Many of the rebels contacted by TIME expressed fears that the opposition leadership in Turkey was so focused on a political solution that they would overlook the demands of the fighters themselves. The U.N. chemical-weapons resolution on Syria, passed on Friday to great fanfare, only heightened their concerns. The resolution, a response to the chemical-weapons attack on rebel-held suburbs of Damascus on Aug. 21 that the West and the rebels blame on the government, saw Assad giving up his stockpiles of sarin and other toxic agents in lieu of being punished militarily.
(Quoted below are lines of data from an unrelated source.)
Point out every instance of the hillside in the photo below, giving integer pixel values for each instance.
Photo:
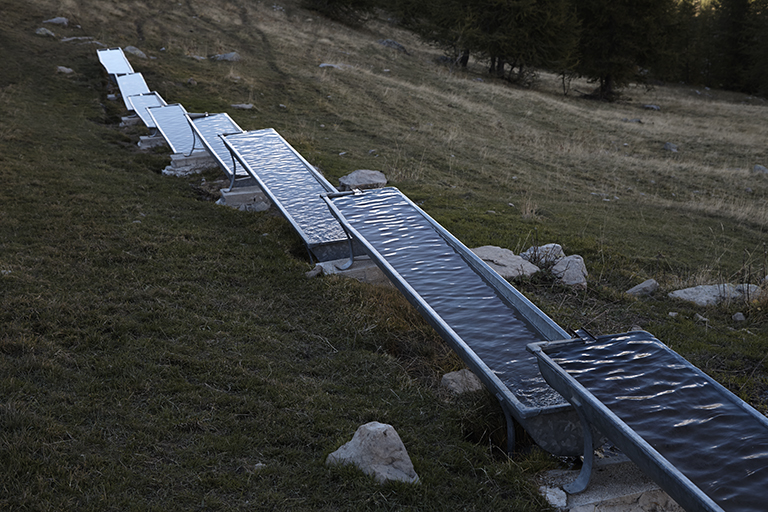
(156, 348)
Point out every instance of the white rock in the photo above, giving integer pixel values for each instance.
(462, 381)
(362, 179)
(505, 262)
(135, 52)
(228, 57)
(555, 496)
(571, 271)
(60, 20)
(644, 288)
(544, 255)
(377, 450)
(42, 31)
(712, 294)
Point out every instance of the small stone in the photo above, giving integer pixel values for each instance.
(362, 179)
(135, 52)
(505, 262)
(571, 271)
(227, 57)
(555, 496)
(645, 288)
(44, 32)
(378, 451)
(462, 381)
(60, 20)
(389, 43)
(544, 255)
(315, 272)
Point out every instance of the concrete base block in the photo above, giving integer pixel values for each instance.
(363, 269)
(183, 165)
(151, 141)
(617, 485)
(130, 121)
(250, 199)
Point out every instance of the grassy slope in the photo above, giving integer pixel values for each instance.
(155, 347)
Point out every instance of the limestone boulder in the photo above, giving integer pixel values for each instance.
(132, 50)
(462, 381)
(713, 294)
(506, 263)
(44, 32)
(227, 57)
(363, 179)
(59, 20)
(645, 288)
(378, 451)
(544, 255)
(572, 271)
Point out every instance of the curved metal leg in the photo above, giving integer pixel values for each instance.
(581, 482)
(351, 261)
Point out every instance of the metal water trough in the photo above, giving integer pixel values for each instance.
(295, 187)
(209, 129)
(703, 445)
(553, 424)
(140, 103)
(114, 61)
(175, 127)
(131, 85)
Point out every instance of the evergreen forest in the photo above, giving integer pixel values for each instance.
(712, 43)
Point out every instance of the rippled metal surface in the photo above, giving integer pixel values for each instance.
(114, 61)
(291, 182)
(706, 432)
(140, 103)
(131, 85)
(175, 128)
(208, 128)
(492, 328)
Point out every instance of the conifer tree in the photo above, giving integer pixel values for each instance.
(622, 40)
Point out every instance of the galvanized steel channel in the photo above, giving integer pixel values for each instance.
(175, 127)
(294, 186)
(555, 427)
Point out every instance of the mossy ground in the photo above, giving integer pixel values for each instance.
(154, 347)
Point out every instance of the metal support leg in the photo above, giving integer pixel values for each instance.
(510, 428)
(351, 261)
(581, 482)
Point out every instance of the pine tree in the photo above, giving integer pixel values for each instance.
(622, 40)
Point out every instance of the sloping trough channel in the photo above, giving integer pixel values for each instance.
(703, 445)
(294, 187)
(484, 319)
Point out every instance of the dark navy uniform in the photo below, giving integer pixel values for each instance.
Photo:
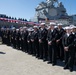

Rebel commanders point out that the West now has a vested interest in keeping Assad in place long enough to follow through with the disarmament agreement, a process likely to drag on for another year, if not longer. They worry that the chemical-weapons compromise — enacted in foreign capitals far from the front — may form the template of a political solution to come. “The people are the ones who should decide if there will be reconciliation with the regime or not,” says Islam Ayyoush, a commander and military spokesman for the Liwaa al-Islam Brigade in Damascus, via Skype. “A criminal cannot be negotiated, a criminal must be hanged. What shall we tell the families of the martyrs — ‘Let’s forgive Bashar, and we want to sit and negotiate with him?’ The people will revolt against us in this case.”
For its part, the opposition coalition is faced with a quandary. With few financial assets and no real influence inside Syria, it is dependent on its Western patrons just to survive. Should Washington and Moscow push for a compromise transition process that includes Assad, the political opposition may have little choice but to go along. If it refuses, it stands to lose even more international support and risks complete defeat. But if the opposition parties do meet Assad at the negotiation table they could squander what little sway they retain over the rebel fighters, unleashing even more violence and bloodshed. Though the political leadership is adamant that all negotiations must lead to a democratic transition, it has quietly dropped early rebel demands for the end of Assad. “We are trying to save more lives and stop the bloodshed,” explains Burhan Ghalioun, former head of the opposition group Syrian National Council, in a conversation with TIME. “There is no reason to have more Syrians killed. The call of the revolution is not to achieve revenge, but a higher goal, to guarantee peace for all Syrians and their ability to live together.” From the ground, the war looks simple: fight until the enemy has fallen. But the opposition leadership must take a longer view: some sacrifices have to be made to prevent even greater losses down the road. Convincing those that have already sacrificed so much may be the hardest battle yet.